You’ll need to be self-sufficient during your stay at the Domes, bringing your own food. Support local businesses and stock up in the town of Wauchope on your drive-in (and grab some pastries and coffee at Baked Culture while you’re at it). There’s a stovetop, fridge (stocked as per a mini bar), BBQs, lanterns and mozzie coils, and you can even order DIY S’More packs for fireside fun. The interiors of the Domes have a cosy, stylish fit-out, with a modern bathroom (and a proper flushing toilet—none of that drop bush toilet stuff). As there’s no mobile reception, pack a good book or make the most of treasures that lie waiting to be discovered at every turn: a bed chest full of board games, a cupboard crammed with retro DVDs, a stargazing telescope (the skies are ablaze come night time). Many of these activities are ideal for couples, but there’s plenty on offer for solo travellers, such as yoga mats, locally-made face masks and bath bombs for hot tub soaks. 

It’s these thoughtful human touches that reinforce the benefit of making a responsible travel choice by booking local and giving your money to a tourism operator in the Greater Port Macquarie Region, such as Tom’s Creek Nature Domes. The owners are still working on the property following the setbacks of COVID-19, and flooding in the region —a new series of Domes designed with families and groups in mind is under construction, along with an open-air, barn-style dining hall and garden stage. Once ready, the venue will be ideal for wedding celebrations, with wedding parties able to book out the property. They’ve already got one couple—who honeymooned at the Domes—ready and waiting. Just need to train up the llamas for ring-bearer duties! 
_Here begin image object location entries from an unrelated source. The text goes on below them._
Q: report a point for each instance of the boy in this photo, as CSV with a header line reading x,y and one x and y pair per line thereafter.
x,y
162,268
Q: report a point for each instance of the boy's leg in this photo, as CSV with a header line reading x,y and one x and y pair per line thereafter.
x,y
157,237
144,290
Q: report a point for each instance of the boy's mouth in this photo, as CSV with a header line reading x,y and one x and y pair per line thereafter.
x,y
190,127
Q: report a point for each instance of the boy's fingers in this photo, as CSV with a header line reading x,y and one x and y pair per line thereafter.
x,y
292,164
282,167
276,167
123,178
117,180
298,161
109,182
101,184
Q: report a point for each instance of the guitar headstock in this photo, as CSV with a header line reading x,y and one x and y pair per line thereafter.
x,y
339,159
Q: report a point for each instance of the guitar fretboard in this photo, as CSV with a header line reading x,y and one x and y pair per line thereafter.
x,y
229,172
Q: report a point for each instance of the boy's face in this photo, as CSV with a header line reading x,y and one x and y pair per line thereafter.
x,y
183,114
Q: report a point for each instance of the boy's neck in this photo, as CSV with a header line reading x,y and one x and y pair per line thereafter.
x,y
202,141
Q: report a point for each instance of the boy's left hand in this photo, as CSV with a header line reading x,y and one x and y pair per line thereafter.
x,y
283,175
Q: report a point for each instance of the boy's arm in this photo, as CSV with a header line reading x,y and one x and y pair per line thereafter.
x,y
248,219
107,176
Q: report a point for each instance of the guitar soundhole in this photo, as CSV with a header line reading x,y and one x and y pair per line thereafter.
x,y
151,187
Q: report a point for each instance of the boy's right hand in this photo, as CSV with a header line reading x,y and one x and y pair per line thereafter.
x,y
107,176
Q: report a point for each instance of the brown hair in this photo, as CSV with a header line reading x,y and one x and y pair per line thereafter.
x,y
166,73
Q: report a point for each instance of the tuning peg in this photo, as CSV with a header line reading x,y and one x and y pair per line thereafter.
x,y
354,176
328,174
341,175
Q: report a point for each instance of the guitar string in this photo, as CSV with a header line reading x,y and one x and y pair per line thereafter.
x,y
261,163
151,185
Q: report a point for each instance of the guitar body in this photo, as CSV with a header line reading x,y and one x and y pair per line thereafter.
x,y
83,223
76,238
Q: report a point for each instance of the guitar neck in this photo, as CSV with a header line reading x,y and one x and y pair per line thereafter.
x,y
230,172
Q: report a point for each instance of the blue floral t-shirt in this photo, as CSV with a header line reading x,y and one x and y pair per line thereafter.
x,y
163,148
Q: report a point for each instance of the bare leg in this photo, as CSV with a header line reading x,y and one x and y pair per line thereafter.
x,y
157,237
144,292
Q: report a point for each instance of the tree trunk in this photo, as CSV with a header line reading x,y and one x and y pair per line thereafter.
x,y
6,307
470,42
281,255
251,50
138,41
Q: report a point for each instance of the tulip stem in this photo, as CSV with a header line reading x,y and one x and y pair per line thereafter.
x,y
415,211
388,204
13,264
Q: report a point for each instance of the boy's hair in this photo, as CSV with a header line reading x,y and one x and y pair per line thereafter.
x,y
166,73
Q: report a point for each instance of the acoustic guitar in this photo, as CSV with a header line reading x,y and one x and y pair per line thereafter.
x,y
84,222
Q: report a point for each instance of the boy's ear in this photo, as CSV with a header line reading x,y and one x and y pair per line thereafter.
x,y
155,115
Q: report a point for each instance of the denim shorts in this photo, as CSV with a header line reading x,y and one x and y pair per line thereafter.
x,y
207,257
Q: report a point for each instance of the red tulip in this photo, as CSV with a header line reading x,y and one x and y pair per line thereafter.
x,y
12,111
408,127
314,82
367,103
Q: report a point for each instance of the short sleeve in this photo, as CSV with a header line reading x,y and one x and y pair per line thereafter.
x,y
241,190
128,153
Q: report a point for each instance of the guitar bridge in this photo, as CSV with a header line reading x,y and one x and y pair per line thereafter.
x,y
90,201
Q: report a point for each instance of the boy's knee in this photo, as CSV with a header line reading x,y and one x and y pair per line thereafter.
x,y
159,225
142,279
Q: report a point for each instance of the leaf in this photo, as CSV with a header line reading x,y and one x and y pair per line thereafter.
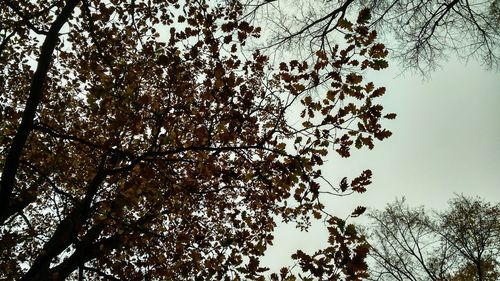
x,y
358,211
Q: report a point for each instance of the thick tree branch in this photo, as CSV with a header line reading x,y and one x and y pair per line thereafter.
x,y
12,160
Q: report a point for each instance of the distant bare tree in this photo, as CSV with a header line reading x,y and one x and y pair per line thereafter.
x,y
461,243
423,32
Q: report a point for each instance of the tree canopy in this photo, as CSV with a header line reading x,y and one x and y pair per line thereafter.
x,y
139,142
420,33
460,243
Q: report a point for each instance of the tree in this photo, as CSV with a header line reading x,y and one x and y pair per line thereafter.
x,y
461,243
423,32
138,142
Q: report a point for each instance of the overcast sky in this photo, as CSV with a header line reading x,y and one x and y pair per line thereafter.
x,y
445,140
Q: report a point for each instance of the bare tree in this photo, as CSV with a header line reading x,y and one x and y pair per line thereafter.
x,y
461,243
422,32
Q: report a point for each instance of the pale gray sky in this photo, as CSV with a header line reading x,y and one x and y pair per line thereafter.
x,y
445,140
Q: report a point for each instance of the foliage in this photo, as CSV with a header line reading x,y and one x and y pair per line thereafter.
x,y
422,32
138,142
461,243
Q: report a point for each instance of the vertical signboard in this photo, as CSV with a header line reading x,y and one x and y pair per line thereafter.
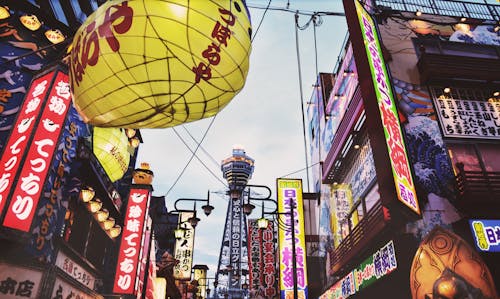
x,y
127,266
262,259
28,190
143,260
379,100
486,234
236,239
14,149
183,251
291,209
255,264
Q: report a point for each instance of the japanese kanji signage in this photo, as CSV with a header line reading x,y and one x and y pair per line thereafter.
x,y
486,234
14,150
376,266
236,237
469,119
73,269
28,190
379,103
19,283
262,259
184,249
290,201
64,290
127,268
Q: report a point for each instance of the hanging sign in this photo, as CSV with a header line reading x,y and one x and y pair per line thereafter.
x,y
290,202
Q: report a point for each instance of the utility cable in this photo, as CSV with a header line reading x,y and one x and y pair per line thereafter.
x,y
300,12
201,147
284,176
261,19
192,156
301,97
196,156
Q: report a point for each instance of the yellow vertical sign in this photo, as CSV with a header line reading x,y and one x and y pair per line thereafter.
x,y
291,238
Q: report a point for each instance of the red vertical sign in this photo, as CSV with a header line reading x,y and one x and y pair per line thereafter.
x,y
21,133
132,238
29,186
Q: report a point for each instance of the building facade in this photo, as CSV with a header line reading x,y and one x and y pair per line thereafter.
x,y
57,242
405,132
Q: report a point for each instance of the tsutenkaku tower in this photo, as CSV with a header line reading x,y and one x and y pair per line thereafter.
x,y
233,258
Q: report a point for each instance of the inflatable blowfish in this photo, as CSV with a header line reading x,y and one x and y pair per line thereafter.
x,y
158,64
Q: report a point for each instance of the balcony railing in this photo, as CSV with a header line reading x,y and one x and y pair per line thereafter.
x,y
477,10
361,235
477,185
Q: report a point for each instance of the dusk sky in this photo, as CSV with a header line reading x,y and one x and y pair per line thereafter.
x,y
264,118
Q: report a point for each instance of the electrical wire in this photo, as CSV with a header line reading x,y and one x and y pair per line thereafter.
x,y
198,158
261,19
301,98
300,12
192,156
297,171
201,147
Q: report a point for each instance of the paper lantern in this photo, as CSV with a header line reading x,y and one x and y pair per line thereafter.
x,y
110,146
157,64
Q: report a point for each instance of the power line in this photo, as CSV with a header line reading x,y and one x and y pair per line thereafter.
x,y
192,156
198,158
297,171
201,147
261,19
300,12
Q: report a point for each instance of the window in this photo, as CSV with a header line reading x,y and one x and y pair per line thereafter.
x,y
475,156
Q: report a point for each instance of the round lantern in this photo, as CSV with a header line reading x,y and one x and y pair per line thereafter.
x,y
110,146
157,64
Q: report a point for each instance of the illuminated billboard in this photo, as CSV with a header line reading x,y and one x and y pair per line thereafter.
x,y
55,105
291,238
262,259
486,234
22,130
184,249
379,100
127,266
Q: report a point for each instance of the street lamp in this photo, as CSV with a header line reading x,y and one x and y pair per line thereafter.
x,y
263,223
207,208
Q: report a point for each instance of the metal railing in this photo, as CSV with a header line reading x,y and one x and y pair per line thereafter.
x,y
479,184
360,235
476,10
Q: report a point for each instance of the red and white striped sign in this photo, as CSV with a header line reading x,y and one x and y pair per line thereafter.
x,y
21,132
30,184
127,267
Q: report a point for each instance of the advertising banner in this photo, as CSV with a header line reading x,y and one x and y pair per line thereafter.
x,y
486,234
262,254
183,250
127,267
34,172
19,282
17,144
468,119
380,107
376,266
291,209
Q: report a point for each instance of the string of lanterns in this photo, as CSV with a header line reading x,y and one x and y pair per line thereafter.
x,y
94,205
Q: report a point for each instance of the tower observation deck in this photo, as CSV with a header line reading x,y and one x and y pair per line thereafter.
x,y
232,268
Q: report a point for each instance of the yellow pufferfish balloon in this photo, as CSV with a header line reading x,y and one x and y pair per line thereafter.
x,y
158,64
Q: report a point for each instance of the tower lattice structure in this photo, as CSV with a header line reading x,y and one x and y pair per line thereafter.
x,y
233,258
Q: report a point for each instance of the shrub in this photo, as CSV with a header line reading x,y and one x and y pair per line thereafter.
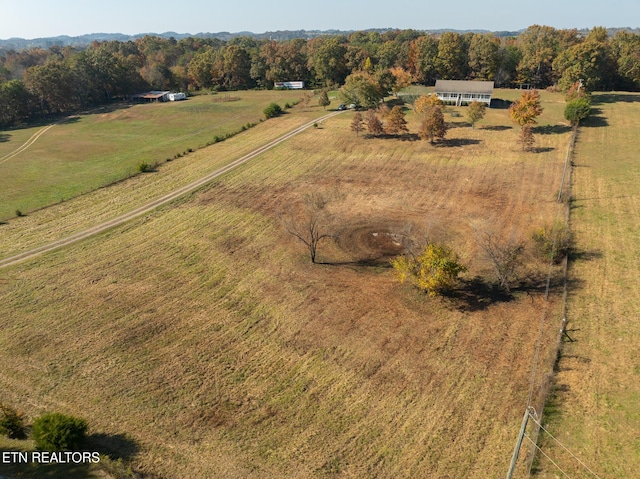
x,y
553,242
435,271
272,111
11,423
57,432
577,109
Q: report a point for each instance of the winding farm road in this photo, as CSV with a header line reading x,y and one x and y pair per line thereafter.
x,y
99,228
26,144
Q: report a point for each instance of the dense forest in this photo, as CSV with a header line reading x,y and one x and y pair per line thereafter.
x,y
39,82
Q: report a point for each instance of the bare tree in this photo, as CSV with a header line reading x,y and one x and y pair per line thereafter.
x,y
503,255
310,225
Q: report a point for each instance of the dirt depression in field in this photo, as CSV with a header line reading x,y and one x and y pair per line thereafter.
x,y
375,241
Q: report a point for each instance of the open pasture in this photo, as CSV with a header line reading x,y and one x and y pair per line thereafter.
x,y
595,406
88,151
203,333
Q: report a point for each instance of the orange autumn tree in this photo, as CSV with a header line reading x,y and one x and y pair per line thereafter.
x,y
525,112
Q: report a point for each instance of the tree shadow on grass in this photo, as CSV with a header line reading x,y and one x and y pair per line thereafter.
x,y
595,119
476,294
542,149
551,129
116,446
500,104
452,142
496,127
615,98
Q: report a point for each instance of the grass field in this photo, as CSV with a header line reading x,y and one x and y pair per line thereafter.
x,y
199,341
595,410
88,151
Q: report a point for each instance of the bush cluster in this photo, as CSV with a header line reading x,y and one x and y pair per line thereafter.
x,y
51,432
58,432
272,111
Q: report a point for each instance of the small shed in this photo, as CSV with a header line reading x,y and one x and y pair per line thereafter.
x,y
461,92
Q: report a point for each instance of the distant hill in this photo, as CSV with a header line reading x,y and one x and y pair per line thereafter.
x,y
85,40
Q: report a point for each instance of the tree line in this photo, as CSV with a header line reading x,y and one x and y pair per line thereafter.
x,y
39,82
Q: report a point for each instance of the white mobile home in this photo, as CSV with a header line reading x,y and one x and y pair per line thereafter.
x,y
289,85
460,92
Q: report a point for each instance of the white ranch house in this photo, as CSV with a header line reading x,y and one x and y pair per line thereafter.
x,y
459,92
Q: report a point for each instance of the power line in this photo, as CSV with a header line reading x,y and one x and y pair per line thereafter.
x,y
564,447
550,460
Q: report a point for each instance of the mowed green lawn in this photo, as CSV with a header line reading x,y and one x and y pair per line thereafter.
x,y
88,151
595,410
202,334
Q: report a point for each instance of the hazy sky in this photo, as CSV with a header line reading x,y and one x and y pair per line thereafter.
x,y
44,18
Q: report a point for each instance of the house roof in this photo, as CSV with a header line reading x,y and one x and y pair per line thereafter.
x,y
151,95
462,86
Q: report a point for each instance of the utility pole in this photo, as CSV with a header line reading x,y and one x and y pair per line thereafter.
x,y
516,450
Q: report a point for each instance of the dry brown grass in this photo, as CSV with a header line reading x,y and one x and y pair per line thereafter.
x,y
204,333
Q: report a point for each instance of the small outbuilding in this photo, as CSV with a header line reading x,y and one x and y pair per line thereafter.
x,y
460,92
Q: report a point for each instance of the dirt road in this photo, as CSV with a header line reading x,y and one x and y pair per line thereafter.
x,y
99,228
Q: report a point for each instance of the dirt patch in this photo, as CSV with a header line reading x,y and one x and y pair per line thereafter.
x,y
375,241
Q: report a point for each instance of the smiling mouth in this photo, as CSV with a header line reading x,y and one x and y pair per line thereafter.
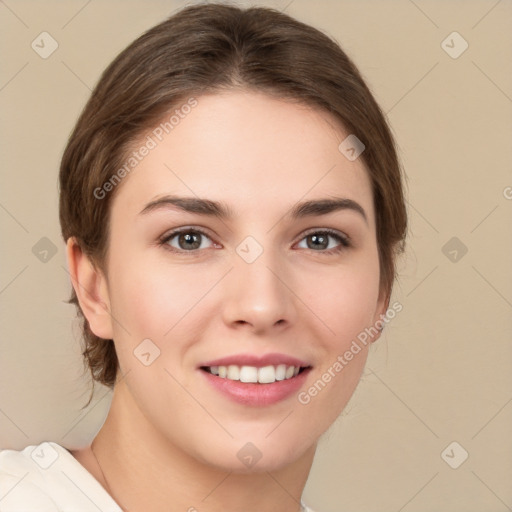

An abundance of favourite moments come to mind from my two-night stay at Tom’s Creek: sipping champagne and gourmet picnicking at the top of a hill on a giant swing under a tree, with a bird’s eye view of the entire property (the ‘Mountain Top picnic’ is a must-do activity add on during your stay), lying on a deckchair at night wrapped in a blanket gazing up at starry constellations and eating hot melted marshmallows, to revelling in the joys of travellers before me, scrawled on notes in a jar of wishes left by the telescope (you’re encouraged to write your own to add to the jar). But I’ll leave you with a gratitude journal entry I made while staying there. I will preface this by saying that I don’t actually keep a gratitude journal, but Tom’s Creek Nature Domes is just the kind of place that makes you want to start one. And so, waking up on my second morning at Tom’s —lacking any 4G bars to facilitate my bad habit of a morning Instagram scroll—I finally opened up a notebook and made my first journal entry:

‘I am grateful to wake up after a deep sleep and breathe in the biggest breaths of this clean air, purified by nature and scented with eucalyptus and rain. I am grateful for this steaming hot coffee brewed on a fire. I feel accomplished at having made myself. I am grateful for the skittish sheep that made me laugh as I enjoyed a long nature walk at dawn and the animated billy goats and friendly llamas overlooking my shoulder as I write this: agreeable company for any solo traveller. I’m grateful for total peace, absolute stillness.” 

Off-grid holiday status: unlocked.

Where: Tom’s Creek Nature Domes, Port Macquarie, 2001 Toms Creek Rd
Price: $450 per night, book at the Natura Domes website.